Netflix notoriously plays viewership data very close to the vest. The streaming-video giant doesn’t share ratings for its shows. But it does reveal certain programming insights, like the exact episode in a series that first got viewers addicted to watching it.
From the data, it looks like newer Netflix originals are grabbing viewers earlier and earlier on.
Last year, Netflix published its first set of findings on how long it took to hook viewers on its hit shows. What it called “hooked episodes” were ones after which at least 70% of viewers went on to watch the rest of the season. The 2015 figures showed that Netflix’s original programs took three to five episodes to get viewers to commit to a full season. Shows like Orange Is the New Black and House of Cards grabbed viewers after three episodes. Others, like Unbreakable Kimmy Schmidt, took four or more episodes to get their audiences hooked.
Netflix’s latest findings, published Sept. 21, show that newer Netflix originals took as few as two episodes to get viewers to commit.

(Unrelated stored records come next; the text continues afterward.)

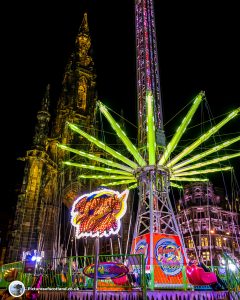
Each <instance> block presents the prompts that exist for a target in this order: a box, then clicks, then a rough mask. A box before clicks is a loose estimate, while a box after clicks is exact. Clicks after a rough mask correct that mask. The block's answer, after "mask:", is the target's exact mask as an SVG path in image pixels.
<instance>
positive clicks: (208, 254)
mask: <svg viewBox="0 0 240 300" xmlns="http://www.w3.org/2000/svg"><path fill="white" fill-rule="evenodd" d="M202 258H203V260H210V253H209V251H204V252H202Z"/></svg>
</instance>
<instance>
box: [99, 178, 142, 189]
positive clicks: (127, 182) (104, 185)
mask: <svg viewBox="0 0 240 300" xmlns="http://www.w3.org/2000/svg"><path fill="white" fill-rule="evenodd" d="M133 182H136V180H120V181H115V182H109V183H104V184H103V186H114V185H124V184H129V183H133ZM135 185H136V187H137V183H136V184H134V185H132V186H130V187H128V189H130V188H131V189H133V188H134V187H133V186H135Z"/></svg>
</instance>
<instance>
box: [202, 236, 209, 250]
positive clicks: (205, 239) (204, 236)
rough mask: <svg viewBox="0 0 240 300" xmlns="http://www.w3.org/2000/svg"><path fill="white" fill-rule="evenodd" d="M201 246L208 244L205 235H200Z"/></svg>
mask: <svg viewBox="0 0 240 300" xmlns="http://www.w3.org/2000/svg"><path fill="white" fill-rule="evenodd" d="M201 246H202V247H207V246H208V238H207V237H206V236H204V237H201Z"/></svg>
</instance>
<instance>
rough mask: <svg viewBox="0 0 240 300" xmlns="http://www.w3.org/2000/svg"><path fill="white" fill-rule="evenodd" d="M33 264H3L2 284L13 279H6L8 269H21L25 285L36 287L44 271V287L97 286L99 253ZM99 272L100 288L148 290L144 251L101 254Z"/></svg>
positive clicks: (78, 289) (65, 258)
mask: <svg viewBox="0 0 240 300" xmlns="http://www.w3.org/2000/svg"><path fill="white" fill-rule="evenodd" d="M33 264H34V268H33V269H31V268H30V269H31V272H28V268H27V267H26V265H27V264H25V263H22V262H20V263H14V264H9V265H4V266H2V270H1V272H0V278H1V279H2V280H0V287H3V288H6V287H7V286H8V285H9V283H10V282H9V281H8V280H5V279H4V276H5V275H4V274H6V270H10V269H14V270H16V269H17V277H15V278H14V279H15V280H16V279H17V280H20V281H22V282H23V284H24V285H25V288H31V287H33V286H34V283H35V282H36V279H37V278H38V276H39V275H40V274H41V275H42V283H41V289H47V288H51V289H54V288H58V289H59V290H61V289H63V290H64V289H69V290H88V289H89V290H92V289H93V285H94V274H95V256H74V257H64V258H54V259H51V260H45V259H42V260H41V261H40V262H33V263H32V265H33ZM29 265H31V262H29V264H28V266H29ZM97 275H98V276H97V289H98V290H104V291H130V290H133V289H134V290H139V291H142V292H143V293H145V291H146V282H145V265H144V257H143V255H142V254H134V255H99V258H98V268H97ZM13 276H14V275H13ZM14 279H13V280H14Z"/></svg>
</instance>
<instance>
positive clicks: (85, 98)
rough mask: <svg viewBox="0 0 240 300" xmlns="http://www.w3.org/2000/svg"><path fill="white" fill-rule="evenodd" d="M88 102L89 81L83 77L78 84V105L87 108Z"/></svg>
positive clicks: (79, 106) (82, 108)
mask: <svg viewBox="0 0 240 300" xmlns="http://www.w3.org/2000/svg"><path fill="white" fill-rule="evenodd" d="M86 104H87V82H86V79H85V78H84V77H82V78H81V81H80V83H79V86H78V107H79V108H80V109H83V110H85V109H86Z"/></svg>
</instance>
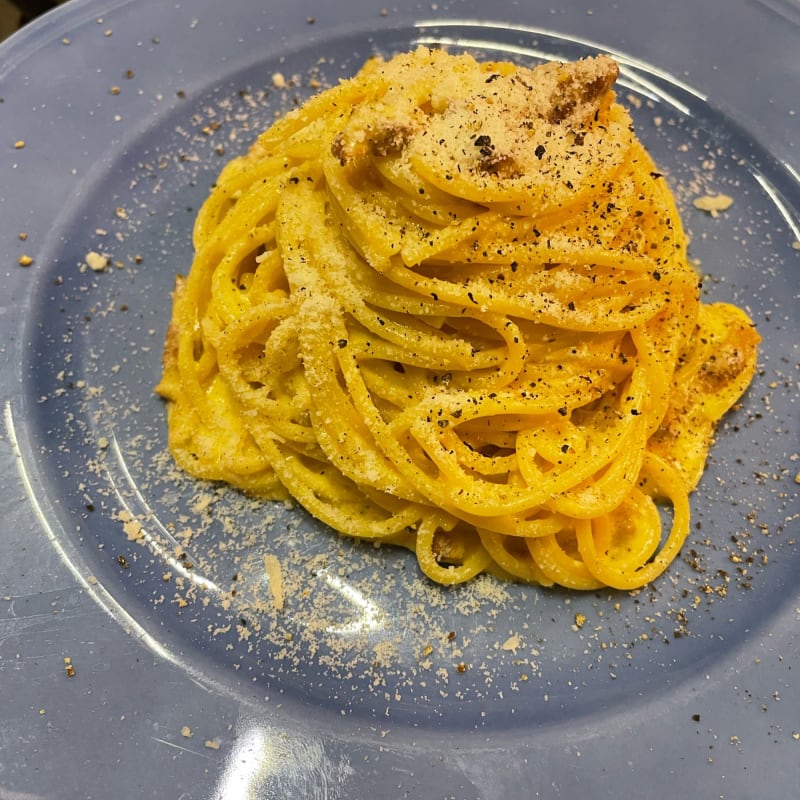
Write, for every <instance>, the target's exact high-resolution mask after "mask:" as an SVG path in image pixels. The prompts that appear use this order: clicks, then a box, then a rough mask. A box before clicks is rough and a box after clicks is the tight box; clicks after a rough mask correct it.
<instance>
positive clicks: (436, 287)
mask: <svg viewBox="0 0 800 800" xmlns="http://www.w3.org/2000/svg"><path fill="white" fill-rule="evenodd" d="M617 76H618V65H617V63H616V62H615V61H614V60H613V59H612V58H610V57H608V56H604V55H599V56H597V57H595V58H587V59H583V60H580V61H577V62H574V63H547V64H542V65H540V66H537V67H535V68H527V67H523V66H518V65H514V64H511V63H505V62H478V61H476V60H475V59H474V58H473V57H471V56H470V55H467V54H463V55H451V54H448V53H446V52H444V51H440V50H428V49H423V48H421V49H418V50H416V51H415V52H411V53H407V54H401V55H398V56H395V57H394V58H391V59H389V60H385V61H384V60H382V59H378V58H375V59H372V60H370V61H368V62H367V63H366V64H365V65H364V67H363V68H362V69H361V71H360V72H359V73H358V74H357V75H356V76H355V77H353V78H352V79H350V80H346V81H343V82H342V83H340V84H339V85H337V86H336V87H334V88H331V89H327V90H325V91H323V92H321V93H320V94H318V95H317V96H315V97H313V98H312V99H310V100H309V101H308V102H307V103H306V104H305V105H303V106H301V107H300V108H298V109H296V110H294V111H292V112H290V113H289V114H287V115H286V116H285V117H283V118H282V119H280V120H279V121H277V122H276V123H275V124H274V125H272V127H270V128H269V129H268V130H267V131H265V132H264V133H263V134H261V135H260V136H259V137H258V139H257V141H256V142H255V143H254V144H253V146H252V147H251V149H250V150H249V152H248V153H247V154H245V155H243V156H241V157H239V158H236V159H234V160H233V161H231V162H230V163H229V164H228V165H227V166H225V167H224V169H223V170H222V172H221V174H220V176H219V179H218V181H217V182H216V184H215V185H214V187H213V190H212V191H211V193H210V195H209V197H208V199H207V200H206V202H205V204H204V205H203V207H202V209H201V211H200V213H199V215H198V217H197V220H196V224H195V228H194V247H195V257H194V261H193V263H192V265H191V269H190V271H189V273H188V275H187V276H186V277H185V278H179V279H178V281H177V283H176V290H175V292H174V297H173V312H172V320H171V324H170V327H169V331H168V334H167V341H166V346H165V351H164V373H163V378H162V380H161V382H160V383H159V385H158V387H157V391H158V392H159V393H160V394H161V395H162V396H163V397H164V398H165V399H166V400H167V401H168V402H167V404H168V424H169V446H170V449H171V452H172V453H173V455H174V457H175V459H176V460H177V462H178V464H179V465H180V466H181V467H182V468H183V469H184V470H186V471H187V472H189V473H191V474H192V475H194V476H197V477H198V478H203V479H208V480H213V481H225V482H227V483H229V484H232V485H233V486H235V487H238V488H239V489H241V490H243V491H245V492H247V493H250V494H253V495H256V496H259V497H263V498H265V499H272V500H287V499H289V498H293V499H294V500H296V501H297V502H299V503H300V504H301V505H302V506H303V507H305V508H306V509H307V510H308V511H309V512H310V513H311V514H312V515H314V516H315V517H317V518H318V519H320V520H322V521H323V522H324V523H326V524H327V525H329V526H330V527H331V528H333V529H335V530H336V531H339V532H341V533H342V534H346V535H349V536H355V537H361V538H365V539H373V540H377V541H380V542H383V543H387V544H397V545H402V546H404V547H407V548H409V549H411V550H412V551H413V552H414V553H415V554H416V557H417V560H418V562H419V566H420V568H421V570H422V572H423V573H424V574H425V575H426V576H427V577H428V578H430V579H431V580H433V581H437V582H439V583H442V584H455V583H459V582H463V581H467V580H469V579H470V578H472V577H474V576H475V575H477V574H479V573H482V572H491V573H494V574H495V575H498V576H500V577H503V578H508V579H514V580H520V581H526V582H532V583H537V584H541V585H543V586H552V585H554V584H557V585H561V586H565V587H569V588H573V589H596V588H598V587H602V586H609V587H614V588H618V589H633V588H636V587H639V586H642V585H645V584H646V583H648V582H650V581H652V580H653V579H654V578H656V577H657V576H658V575H659V574H660V573H661V572H662V571H663V570H664V569H665V568H666V567H667V566H668V565H669V563H670V562H671V561H672V560H673V559H674V558H675V556H676V555H677V553H678V552H679V550H680V548H681V546H682V544H683V542H684V540H685V537H686V535H687V532H688V530H689V523H690V507H689V494H690V493H691V492H692V490H693V489H694V488H695V486H696V484H697V482H698V481H699V479H700V476H701V475H702V472H703V469H704V465H705V461H706V457H707V454H708V450H709V447H710V446H711V443H712V440H713V436H714V431H715V426H716V423H717V422H718V421H719V419H720V418H721V417H722V416H723V414H725V412H726V411H727V410H728V409H729V408H730V407H731V406H732V405H733V404H734V403H735V402H736V401H737V400H738V399H739V398H740V396H741V395H742V394H743V393H744V391H745V390H746V388H747V386H748V384H749V382H750V380H751V378H752V375H753V373H754V370H755V365H756V358H757V350H758V343H759V336H758V334H757V333H756V331H755V329H754V326H753V324H752V322H751V321H750V319H749V318H748V317H747V315H746V314H745V312H744V311H742V310H741V309H739V308H737V307H735V306H733V305H729V304H725V303H714V304H705V303H702V302H701V300H700V294H699V279H698V276H697V274H696V273H695V271H694V269H693V268H692V267H691V265H690V264H689V261H688V259H687V253H686V239H685V236H684V232H683V229H682V227H681V221H680V218H679V216H678V212H677V210H676V207H675V203H674V200H673V196H672V194H671V192H670V190H669V187H668V186H667V184H666V181H665V178H664V176H663V175H662V174H661V173H660V172H659V171H658V169H657V168H656V166H655V164H654V163H653V161H652V159H651V158H650V156H649V155H648V154H647V152H646V151H645V150H644V148H643V147H642V145H641V144H640V142H639V141H638V139H637V138H636V135H635V132H634V129H633V125H632V122H631V119H630V117H629V115H628V113H627V111H626V110H625V109H624V108H623V107H622V106H621V105H620V104H619V103H617V102H616V100H615V95H614V90H613V87H614V83H615V80H616V78H617ZM265 535H267V534H266V533H265Z"/></svg>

The majority of people who watched the 1980s-inspired sci-fi series Stranger Things, which was released in July, committed to watching the first full season after just two episodes. That’s when most people were wondering where on earth Will was, what happened to Barb, and what the heck a Demogorgon was.
It was a similar story for the hip-hop drama The Get Down, which premiered on Netflix in August and took two episode to hook viewers. Meanwhile, shows like Narcos and Marseille, which have been successful with the US company’s international audiences, took three episodes to get the bulk people to watch the rest of the season. And Netflix’s hit documentary series Making a Murder took four hour-long episodes to really grab hold of viewers.
So far, Netflix hasn’t cracked the code on how to hook viewers with a single episode. But there’s no doubt that chief content officer Ted Sarandos is working on it.